The court made note of the fact that the children do not have any existing health concerns that would compel them to be withdrawn from in-person learning. The court further stated that the “availability of on-line learning is not a means by which a parent will be permitted to unilaterally change a child’s school district. On these grounds, the court found that there is no basis for the position that the children should be withdrawn from in-person learning.

The issue of whether the children should remain in their current school or to transfer remained.
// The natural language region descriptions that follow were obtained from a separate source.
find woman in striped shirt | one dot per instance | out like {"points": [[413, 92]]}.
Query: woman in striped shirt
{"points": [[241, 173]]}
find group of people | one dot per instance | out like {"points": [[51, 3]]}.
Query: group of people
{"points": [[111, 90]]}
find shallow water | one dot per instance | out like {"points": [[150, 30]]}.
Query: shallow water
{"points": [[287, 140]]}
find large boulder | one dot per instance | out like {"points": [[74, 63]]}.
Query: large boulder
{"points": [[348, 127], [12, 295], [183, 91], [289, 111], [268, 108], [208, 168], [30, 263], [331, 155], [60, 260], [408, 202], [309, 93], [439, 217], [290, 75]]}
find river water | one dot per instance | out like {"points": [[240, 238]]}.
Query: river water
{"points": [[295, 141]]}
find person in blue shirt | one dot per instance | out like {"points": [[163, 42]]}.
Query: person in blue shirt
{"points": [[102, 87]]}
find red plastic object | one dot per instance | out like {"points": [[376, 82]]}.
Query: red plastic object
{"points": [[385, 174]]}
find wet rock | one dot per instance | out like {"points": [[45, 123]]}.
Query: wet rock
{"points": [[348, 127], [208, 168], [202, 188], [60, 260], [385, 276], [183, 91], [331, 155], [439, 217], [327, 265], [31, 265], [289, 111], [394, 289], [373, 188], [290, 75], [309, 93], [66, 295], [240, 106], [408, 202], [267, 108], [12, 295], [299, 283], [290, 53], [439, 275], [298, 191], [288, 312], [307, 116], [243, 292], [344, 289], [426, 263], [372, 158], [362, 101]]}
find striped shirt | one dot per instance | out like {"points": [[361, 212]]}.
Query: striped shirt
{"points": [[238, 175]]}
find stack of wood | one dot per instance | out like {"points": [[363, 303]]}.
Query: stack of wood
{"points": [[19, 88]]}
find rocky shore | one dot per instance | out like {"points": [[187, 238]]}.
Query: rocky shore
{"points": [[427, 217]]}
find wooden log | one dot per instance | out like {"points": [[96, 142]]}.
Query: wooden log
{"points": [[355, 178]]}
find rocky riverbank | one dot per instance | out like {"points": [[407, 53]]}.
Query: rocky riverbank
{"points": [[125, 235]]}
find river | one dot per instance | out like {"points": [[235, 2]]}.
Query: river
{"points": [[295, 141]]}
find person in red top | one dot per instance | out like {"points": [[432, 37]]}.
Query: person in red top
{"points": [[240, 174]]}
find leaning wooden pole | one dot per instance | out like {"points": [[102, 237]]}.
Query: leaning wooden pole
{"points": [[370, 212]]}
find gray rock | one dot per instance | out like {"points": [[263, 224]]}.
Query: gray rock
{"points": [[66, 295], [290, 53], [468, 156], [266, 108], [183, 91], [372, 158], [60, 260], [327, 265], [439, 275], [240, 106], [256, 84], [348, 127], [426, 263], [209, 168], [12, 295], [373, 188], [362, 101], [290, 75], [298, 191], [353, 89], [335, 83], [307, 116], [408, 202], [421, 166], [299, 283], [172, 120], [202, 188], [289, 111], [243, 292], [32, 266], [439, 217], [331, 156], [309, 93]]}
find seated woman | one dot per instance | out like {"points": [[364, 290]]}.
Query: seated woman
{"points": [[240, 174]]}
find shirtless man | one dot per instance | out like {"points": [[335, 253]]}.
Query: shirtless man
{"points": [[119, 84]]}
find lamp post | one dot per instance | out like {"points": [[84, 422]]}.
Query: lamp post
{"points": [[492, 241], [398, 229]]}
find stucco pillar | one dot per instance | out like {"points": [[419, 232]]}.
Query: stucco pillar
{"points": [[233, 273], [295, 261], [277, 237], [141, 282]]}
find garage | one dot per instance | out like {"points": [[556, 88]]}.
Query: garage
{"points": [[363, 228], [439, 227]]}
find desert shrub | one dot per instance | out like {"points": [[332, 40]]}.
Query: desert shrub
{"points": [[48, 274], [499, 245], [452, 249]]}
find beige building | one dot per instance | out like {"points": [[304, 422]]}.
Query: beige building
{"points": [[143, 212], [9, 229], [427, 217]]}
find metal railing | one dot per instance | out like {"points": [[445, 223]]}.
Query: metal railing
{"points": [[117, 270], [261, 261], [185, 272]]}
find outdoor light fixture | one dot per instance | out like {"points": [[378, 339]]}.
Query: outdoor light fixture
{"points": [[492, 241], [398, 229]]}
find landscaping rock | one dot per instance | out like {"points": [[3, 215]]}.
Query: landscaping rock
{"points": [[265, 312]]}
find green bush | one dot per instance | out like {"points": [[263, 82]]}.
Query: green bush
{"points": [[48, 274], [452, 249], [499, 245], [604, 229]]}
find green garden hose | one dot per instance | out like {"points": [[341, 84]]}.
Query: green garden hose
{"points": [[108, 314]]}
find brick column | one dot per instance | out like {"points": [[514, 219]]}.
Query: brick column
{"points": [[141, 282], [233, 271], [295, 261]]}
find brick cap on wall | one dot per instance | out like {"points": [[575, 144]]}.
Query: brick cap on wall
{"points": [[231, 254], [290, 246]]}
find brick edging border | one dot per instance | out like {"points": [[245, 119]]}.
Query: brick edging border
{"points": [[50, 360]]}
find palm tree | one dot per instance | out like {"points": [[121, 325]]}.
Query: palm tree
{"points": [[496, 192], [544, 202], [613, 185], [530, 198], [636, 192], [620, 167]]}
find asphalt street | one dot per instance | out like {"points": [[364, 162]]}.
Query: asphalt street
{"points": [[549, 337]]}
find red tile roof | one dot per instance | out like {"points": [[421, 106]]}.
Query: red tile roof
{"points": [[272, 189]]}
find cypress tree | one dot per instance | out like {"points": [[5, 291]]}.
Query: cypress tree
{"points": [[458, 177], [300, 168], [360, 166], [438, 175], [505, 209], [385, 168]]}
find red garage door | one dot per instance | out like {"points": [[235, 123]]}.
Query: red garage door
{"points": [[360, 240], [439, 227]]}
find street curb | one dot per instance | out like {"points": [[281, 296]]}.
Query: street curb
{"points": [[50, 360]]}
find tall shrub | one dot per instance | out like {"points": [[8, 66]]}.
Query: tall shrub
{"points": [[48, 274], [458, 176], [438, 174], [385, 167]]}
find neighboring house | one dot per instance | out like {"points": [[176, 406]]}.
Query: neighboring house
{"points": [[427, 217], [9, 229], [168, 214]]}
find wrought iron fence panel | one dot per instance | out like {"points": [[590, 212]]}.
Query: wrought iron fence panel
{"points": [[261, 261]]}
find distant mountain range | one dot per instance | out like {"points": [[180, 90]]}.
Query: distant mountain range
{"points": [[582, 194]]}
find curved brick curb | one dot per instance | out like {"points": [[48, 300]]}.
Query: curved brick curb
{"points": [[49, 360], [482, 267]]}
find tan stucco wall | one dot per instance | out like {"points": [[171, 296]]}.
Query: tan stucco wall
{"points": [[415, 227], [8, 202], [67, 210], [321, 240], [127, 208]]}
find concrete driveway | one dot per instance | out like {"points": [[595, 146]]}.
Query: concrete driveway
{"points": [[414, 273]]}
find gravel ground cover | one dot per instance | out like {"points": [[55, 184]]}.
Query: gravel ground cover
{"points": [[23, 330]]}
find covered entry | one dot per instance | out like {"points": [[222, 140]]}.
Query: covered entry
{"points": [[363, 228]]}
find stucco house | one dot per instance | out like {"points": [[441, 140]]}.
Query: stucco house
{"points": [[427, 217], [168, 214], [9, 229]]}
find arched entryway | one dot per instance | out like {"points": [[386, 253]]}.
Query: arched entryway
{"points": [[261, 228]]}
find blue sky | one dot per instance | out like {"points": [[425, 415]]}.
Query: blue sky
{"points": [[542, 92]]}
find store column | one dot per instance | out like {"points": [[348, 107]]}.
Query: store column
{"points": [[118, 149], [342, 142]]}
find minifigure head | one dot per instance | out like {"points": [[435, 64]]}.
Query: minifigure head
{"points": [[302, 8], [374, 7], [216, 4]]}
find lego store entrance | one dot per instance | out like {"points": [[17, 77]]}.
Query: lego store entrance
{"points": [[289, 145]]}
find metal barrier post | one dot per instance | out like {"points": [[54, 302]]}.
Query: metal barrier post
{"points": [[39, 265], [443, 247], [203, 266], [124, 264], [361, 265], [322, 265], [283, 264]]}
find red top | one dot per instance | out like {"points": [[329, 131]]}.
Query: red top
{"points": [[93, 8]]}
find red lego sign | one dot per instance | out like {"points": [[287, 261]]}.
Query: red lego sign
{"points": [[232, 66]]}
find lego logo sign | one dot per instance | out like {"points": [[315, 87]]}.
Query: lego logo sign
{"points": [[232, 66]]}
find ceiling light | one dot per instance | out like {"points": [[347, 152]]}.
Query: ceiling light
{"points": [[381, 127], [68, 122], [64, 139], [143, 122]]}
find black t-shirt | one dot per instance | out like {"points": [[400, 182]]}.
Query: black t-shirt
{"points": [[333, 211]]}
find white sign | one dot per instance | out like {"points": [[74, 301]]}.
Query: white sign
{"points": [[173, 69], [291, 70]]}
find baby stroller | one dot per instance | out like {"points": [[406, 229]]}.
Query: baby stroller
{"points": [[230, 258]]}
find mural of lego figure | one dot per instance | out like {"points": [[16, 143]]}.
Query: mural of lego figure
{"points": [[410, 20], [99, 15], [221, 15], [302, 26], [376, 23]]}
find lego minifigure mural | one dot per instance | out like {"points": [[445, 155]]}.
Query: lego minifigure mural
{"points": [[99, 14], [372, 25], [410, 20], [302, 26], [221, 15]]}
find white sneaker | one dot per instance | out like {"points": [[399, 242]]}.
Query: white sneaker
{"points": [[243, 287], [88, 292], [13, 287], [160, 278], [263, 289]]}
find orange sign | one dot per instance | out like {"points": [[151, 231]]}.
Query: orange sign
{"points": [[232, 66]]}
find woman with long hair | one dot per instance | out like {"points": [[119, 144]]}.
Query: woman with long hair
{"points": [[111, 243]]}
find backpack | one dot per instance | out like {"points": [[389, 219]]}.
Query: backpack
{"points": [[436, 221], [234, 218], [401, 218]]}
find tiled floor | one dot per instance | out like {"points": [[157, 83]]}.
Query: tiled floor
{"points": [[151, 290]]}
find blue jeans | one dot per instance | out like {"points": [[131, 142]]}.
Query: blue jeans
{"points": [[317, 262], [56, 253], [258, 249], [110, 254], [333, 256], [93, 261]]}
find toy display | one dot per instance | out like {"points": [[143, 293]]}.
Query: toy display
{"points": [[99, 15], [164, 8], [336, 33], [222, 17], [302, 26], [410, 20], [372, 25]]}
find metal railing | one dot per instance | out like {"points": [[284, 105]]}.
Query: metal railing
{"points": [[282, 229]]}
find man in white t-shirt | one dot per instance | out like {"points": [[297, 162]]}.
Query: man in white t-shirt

The court stated the following regarding change in schools: “A request for a change in school registration before parental decision making and parenting schedules are decided is a powerful change in the status quo that can affect far more than where the child attends school.”

The court stated that while the parent with a clear decision-making authority will be given deference with regards to the children’s affairs, including schooling, in the absence of a clear decision making or parenting agreement, as is the case in this matter, it is premature to consider a change in schools. The court reiterated the importance of the children’s schooling with regards to the development of a parenting regime – that the parent closer to the children’s school has real advantage in becoming the primary caregiver while the other parent fades in the background. As such, the court characterized these claims of change in schools as “bootstrap custody claims”.

The court ordered that the children remain at their current school and attend in-person.

This case reminds us, as Justice Pazaratz in Cosentino v. Cosentino, 2016 ONSC 562 stated, that "parents should think twice about trying to move a child to another city in the middle of a custody dispute" because Courts may not permit the move.